A picture of Minster Street, c. 1870

In May 1289, there was uncertainty about the future of Margaret, Maid of Norway, and her father sent ambassadors to Edward I. Edward met Robert the Bruce and others at Salisbury in October 1289, which resulted in the Treaty of Salisbury, under which Margaret would be sent to Scotland before 1 November 1290 and any agreement on her future marriage would be delayed until she was in Scotland.[29]

The Parliament of England met at New Sarum in the years 1324, 1328, and 1384.[30]

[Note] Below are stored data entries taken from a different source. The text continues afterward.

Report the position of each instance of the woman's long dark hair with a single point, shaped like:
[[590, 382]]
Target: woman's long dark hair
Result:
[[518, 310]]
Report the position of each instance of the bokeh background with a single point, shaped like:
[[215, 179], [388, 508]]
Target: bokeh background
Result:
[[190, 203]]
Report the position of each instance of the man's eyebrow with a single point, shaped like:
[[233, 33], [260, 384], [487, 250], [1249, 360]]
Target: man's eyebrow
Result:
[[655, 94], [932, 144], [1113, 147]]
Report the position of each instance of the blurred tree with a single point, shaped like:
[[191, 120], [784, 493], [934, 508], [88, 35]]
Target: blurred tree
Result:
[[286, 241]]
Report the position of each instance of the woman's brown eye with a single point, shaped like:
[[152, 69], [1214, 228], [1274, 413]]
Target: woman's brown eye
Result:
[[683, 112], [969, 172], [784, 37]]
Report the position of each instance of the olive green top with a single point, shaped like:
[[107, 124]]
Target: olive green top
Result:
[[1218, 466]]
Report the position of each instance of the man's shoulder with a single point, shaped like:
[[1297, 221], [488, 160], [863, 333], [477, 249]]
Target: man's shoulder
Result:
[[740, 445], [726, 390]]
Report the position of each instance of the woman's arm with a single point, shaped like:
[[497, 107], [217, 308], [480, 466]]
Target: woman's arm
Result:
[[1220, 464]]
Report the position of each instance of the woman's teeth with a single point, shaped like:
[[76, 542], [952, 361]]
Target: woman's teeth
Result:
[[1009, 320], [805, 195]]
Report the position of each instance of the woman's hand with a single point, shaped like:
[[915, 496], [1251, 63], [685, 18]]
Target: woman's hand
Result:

In 1450, a number of riots broke out in Salisbury at roughly the same time as Jack Cade led a famous rebellion through London. The riots occurred for related reasons, although the declining fortunes of Salisbury's cloth trade may also have been influential. The violence peaked with the murder of the bishop, William Ayscough, who been involved with the government. In 1483, a large-scale rebellion against Richard III broke out, led by his own 'kingmaker', Henry Stafford, 2nd Duke of Buckingham. After the revolt collapsed, Buckingham was executed at Salisbury, near the Bull's Head Inn. In 1664, an act for making the River Avon navigable from Christchurch to the city of New Sarum was passed[31] and the work completed, only for the project to be ruined shortly thereafter by a major flood.[32] Soon after, during the Great Plague of London, Charles II held court in Salisbury's cathedral close.

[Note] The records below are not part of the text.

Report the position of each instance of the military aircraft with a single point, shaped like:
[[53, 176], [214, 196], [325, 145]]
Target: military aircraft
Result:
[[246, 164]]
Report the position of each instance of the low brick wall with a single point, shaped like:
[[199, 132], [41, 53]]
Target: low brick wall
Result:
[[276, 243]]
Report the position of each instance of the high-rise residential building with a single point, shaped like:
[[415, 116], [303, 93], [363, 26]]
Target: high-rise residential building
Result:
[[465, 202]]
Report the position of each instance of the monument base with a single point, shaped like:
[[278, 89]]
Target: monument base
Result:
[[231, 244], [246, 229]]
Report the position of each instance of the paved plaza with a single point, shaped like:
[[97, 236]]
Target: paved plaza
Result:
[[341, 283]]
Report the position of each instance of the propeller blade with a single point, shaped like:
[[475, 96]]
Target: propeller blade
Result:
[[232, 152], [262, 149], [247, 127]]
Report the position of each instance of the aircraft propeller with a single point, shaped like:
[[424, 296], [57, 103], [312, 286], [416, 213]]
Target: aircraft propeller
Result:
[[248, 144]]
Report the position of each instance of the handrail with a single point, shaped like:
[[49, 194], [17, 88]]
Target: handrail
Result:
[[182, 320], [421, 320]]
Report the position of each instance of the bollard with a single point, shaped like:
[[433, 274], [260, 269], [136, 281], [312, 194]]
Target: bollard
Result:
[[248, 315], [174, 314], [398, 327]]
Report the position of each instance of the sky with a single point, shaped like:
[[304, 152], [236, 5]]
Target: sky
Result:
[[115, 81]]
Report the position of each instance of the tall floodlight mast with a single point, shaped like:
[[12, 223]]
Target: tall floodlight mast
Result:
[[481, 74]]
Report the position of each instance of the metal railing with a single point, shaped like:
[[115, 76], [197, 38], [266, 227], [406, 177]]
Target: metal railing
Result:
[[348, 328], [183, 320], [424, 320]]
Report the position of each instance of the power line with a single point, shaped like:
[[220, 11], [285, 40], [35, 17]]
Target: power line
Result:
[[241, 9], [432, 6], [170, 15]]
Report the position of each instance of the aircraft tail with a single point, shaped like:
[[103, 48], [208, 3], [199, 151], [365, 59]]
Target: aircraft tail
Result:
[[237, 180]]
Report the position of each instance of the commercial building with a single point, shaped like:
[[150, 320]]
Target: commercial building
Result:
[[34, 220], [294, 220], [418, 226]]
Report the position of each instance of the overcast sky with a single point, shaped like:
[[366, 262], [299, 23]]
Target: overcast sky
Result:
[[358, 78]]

Salisbury was the site chosen to assemble James II's forces to resist the Glorious Revolution. He arrived to lead his approximately 19 000 men on 19 November 1688. His troops were not keen to fight Mary or her husband William, and the loyalty of many of James's commanders was in doubt. The first blood was shed at the Wincanton Skirmish, in Somerset. In Salisbury, James heard that some of his officers had deserted, such as Edward Hyde, and he broke out in a nosebleed, which he took as an omen that he should retreat. His commander in chief, the Earl of Feversham, advised retreat on 23 November, and the next day John Churchill defected to William. On 26 November, James's own daughter, Princess Anne, did the same, and James returned to London the same day, never again to be at the head of a serious military force in England.[33]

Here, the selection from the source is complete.